Reputation: 4649
I had two unwanted commits that had to be removed. So used this command git push -f origin HEAD^:master
and git push -f origin HEAD^^:master
to remove the commits. Which removed successfully. After that I went ahead like usual git push
. But when I git push new commit, the deleted commits from the github are pushed back again to the github repo. How to push fresh commits without pushing the deleted commits to the github repo.
This is what's happening:
|
|----fresh-commit
|
|----unwanted-commit(deleted but pushed back)
|
|----unwanted-commit(deleted but pushed back)
|
|----previous-commits
what I want is this way:
|
|----fresh-commit
|
|----previous-commits
|
Upvotes: 3
Views: 179
Reputation: 1710
You pushed the previous commits to remote successfully but when you do git push
, you push your local changes again. If you don't want to see them you can either remove your local changes (clone your project from scratch after you removed unwanted commits) or do these:
git checkout HEAD~2
git branch -D master
git checkout -b master
git push -f origin master
which make a new master branch as you want!
Upvotes: 1
Reputation: 1
given:
steps:
git log
shows you hashes of all recent commits
git reset --soft HASH_OF_commit_C (unwanted-commit #1)

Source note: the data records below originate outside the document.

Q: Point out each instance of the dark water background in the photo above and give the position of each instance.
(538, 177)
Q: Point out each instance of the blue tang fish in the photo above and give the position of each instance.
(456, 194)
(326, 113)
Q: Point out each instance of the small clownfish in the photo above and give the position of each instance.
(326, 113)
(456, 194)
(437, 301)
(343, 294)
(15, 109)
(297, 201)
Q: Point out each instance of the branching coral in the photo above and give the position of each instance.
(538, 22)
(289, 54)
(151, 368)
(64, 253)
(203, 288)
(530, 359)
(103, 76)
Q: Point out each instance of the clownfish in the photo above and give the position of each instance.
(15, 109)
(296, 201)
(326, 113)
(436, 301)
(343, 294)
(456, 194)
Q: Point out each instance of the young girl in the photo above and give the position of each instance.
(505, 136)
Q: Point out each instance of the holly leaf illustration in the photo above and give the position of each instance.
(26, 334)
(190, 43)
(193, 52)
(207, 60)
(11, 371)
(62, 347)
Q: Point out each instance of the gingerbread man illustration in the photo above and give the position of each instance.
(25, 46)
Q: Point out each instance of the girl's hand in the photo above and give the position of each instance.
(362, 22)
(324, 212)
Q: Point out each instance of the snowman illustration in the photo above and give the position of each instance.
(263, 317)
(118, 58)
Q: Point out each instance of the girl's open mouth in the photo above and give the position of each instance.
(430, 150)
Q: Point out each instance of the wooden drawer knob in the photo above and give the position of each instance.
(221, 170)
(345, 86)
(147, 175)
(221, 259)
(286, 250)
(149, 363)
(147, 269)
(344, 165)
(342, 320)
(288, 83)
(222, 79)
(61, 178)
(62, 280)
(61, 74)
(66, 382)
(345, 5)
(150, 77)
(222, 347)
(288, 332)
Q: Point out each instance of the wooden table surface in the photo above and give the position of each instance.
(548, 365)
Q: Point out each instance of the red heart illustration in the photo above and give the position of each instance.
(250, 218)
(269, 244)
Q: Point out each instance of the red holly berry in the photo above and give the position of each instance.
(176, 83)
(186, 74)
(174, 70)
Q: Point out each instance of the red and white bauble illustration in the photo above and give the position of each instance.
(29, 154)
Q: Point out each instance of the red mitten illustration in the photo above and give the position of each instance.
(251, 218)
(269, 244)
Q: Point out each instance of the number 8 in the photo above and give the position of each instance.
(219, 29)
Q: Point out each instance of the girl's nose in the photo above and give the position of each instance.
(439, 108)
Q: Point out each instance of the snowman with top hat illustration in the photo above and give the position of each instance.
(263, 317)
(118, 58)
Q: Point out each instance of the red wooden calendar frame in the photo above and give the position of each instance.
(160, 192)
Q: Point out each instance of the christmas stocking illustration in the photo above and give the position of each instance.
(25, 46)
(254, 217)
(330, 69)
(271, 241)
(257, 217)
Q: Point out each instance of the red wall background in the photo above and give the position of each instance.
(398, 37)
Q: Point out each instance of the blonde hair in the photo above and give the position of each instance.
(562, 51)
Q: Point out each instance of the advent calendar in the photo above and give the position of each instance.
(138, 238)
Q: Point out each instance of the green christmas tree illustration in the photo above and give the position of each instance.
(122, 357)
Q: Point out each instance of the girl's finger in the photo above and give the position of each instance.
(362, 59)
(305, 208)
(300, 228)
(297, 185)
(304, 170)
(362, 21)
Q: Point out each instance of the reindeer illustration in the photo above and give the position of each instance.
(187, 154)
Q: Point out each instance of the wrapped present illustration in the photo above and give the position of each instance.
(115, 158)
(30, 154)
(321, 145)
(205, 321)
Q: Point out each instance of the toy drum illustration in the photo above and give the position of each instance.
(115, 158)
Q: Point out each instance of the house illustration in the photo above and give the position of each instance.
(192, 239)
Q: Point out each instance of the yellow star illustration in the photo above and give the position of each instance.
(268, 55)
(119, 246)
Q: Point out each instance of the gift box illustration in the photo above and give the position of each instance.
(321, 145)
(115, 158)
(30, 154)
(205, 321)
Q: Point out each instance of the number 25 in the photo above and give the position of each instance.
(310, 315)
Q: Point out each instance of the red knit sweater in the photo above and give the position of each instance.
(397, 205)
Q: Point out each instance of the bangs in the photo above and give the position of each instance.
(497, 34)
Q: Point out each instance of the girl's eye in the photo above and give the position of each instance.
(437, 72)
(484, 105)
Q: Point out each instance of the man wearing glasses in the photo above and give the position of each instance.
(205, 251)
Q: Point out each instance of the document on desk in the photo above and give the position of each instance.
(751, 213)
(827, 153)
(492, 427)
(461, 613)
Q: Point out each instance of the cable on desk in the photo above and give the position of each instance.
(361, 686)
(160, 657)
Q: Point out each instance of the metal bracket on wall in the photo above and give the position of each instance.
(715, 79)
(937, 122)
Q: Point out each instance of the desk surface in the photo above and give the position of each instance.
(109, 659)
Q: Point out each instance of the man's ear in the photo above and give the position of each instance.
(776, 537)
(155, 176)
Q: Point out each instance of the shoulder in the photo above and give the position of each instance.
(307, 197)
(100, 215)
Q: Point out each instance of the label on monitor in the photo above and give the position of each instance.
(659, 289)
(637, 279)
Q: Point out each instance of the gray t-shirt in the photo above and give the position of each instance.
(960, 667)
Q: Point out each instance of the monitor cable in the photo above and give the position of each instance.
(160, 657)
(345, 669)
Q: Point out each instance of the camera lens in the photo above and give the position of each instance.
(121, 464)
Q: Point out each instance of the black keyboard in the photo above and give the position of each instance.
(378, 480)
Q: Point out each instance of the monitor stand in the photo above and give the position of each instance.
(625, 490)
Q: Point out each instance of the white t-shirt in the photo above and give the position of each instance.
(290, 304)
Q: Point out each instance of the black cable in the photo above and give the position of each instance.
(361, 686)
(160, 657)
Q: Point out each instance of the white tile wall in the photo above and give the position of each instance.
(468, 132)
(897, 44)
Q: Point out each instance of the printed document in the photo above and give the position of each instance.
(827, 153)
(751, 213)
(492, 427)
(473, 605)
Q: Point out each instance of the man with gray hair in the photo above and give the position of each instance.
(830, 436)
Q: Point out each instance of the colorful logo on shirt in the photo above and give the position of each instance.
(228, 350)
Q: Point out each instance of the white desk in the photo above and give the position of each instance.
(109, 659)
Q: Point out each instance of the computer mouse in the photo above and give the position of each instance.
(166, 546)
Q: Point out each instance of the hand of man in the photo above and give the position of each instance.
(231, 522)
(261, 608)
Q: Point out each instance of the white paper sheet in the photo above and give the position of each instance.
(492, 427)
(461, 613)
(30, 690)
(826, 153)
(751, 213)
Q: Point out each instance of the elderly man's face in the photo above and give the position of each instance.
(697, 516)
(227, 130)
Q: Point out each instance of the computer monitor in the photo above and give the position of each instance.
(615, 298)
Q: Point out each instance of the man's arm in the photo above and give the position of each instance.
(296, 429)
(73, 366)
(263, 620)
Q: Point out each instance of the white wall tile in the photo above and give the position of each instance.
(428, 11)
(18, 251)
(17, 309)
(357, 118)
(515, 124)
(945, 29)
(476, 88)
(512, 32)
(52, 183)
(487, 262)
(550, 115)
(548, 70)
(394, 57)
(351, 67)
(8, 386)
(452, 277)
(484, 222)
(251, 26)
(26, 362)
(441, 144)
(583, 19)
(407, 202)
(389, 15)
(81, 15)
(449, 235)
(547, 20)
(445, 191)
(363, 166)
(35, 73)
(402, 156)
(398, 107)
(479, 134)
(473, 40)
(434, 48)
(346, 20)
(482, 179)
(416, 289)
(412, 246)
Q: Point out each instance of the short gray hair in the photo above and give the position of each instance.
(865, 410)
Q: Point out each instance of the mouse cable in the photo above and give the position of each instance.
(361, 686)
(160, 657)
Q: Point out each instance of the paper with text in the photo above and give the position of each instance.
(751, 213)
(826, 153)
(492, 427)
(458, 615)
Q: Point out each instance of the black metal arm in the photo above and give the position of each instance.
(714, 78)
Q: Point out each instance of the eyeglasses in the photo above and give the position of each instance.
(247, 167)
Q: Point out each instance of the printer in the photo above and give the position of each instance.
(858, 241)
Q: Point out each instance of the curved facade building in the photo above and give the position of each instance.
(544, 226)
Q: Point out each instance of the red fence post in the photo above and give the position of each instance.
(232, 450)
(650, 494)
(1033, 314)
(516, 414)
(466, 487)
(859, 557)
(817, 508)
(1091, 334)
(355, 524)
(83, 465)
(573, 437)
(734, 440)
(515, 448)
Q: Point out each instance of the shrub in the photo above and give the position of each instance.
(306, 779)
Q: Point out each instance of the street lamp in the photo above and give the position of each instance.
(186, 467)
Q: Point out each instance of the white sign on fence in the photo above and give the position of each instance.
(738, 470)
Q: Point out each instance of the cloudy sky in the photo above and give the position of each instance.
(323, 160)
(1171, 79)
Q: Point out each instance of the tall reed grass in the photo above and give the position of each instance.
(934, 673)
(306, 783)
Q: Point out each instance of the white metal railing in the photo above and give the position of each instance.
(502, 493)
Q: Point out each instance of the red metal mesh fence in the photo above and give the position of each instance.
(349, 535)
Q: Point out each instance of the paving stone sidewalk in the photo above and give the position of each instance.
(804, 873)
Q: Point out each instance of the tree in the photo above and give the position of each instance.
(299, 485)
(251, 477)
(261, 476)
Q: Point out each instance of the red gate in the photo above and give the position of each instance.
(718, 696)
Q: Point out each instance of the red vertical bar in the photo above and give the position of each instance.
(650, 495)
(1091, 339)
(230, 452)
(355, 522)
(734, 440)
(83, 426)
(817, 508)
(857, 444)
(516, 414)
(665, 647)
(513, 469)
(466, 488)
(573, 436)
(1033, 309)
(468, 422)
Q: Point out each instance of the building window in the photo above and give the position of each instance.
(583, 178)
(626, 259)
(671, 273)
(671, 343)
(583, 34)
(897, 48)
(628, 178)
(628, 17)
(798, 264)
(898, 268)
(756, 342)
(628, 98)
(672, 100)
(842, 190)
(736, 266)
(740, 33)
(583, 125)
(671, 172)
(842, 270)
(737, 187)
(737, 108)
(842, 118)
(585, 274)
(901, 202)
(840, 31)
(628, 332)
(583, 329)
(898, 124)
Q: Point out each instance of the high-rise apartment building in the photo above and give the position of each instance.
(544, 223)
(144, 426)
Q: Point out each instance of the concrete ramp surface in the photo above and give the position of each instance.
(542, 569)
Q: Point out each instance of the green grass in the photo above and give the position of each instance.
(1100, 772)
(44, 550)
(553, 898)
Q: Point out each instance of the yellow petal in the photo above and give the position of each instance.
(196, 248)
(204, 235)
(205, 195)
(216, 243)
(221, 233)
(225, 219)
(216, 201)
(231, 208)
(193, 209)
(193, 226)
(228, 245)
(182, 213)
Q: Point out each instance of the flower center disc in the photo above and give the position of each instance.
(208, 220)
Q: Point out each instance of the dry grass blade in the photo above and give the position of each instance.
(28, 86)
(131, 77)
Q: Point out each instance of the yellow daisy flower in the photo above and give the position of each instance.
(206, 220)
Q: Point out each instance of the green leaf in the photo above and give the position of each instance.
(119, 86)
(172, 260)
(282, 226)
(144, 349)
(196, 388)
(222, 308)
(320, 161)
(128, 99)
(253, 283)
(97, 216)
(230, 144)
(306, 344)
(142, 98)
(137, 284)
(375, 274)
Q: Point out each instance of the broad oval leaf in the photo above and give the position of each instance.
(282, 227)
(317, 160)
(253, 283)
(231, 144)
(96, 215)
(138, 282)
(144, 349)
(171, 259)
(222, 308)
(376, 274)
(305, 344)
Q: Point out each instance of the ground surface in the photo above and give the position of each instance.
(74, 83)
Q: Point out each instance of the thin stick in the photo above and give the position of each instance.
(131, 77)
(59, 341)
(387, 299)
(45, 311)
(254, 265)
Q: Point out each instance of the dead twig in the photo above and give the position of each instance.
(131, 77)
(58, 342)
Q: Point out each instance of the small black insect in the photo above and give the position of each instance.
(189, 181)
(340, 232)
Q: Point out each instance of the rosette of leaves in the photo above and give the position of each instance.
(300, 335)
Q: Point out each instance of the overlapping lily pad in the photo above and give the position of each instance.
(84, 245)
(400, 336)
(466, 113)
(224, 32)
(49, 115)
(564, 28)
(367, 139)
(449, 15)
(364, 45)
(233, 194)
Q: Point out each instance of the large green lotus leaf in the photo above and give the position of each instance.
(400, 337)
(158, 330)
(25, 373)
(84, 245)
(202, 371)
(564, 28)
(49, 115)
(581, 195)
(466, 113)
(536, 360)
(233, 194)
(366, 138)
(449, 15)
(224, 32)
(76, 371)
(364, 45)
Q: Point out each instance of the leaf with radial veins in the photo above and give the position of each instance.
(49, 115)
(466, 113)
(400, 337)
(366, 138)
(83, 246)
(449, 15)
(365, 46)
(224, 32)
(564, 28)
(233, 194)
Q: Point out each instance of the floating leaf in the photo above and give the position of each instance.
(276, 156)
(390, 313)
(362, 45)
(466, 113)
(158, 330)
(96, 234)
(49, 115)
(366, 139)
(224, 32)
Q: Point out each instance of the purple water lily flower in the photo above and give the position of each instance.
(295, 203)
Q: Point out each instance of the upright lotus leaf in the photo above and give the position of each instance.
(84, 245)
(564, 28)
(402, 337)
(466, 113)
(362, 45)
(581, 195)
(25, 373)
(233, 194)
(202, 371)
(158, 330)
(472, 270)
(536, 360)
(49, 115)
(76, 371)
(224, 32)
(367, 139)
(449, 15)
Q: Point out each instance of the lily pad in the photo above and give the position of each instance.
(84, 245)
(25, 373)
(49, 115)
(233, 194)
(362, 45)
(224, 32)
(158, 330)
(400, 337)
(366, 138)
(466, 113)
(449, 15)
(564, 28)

it will remove last commit, but keeps your changes un-staged.
git stash
it will stash your changes for now.
git reset --hard HASH_OF_commit_A
resets the branch on commit_A state without keeping your changes.
git stash apply
applies your changes from stash (commit_D)
git add .; git commit -am "fresh-commit"
add files and commit
git log
please ensure unwanted commits are no longer there
git push --force
updates remote branch tree with no commit_B and commit_C included.
Upvotes: 0
Reputation: 8237
After you force pushed to backup origin's master, it should have move your local remote tracking branch origin/master to your old HEAD~2 commit, after which you can just git rebase -i HEAD~3
and removed the offending commits and then pushed that (and no force required, since its fast forwardable).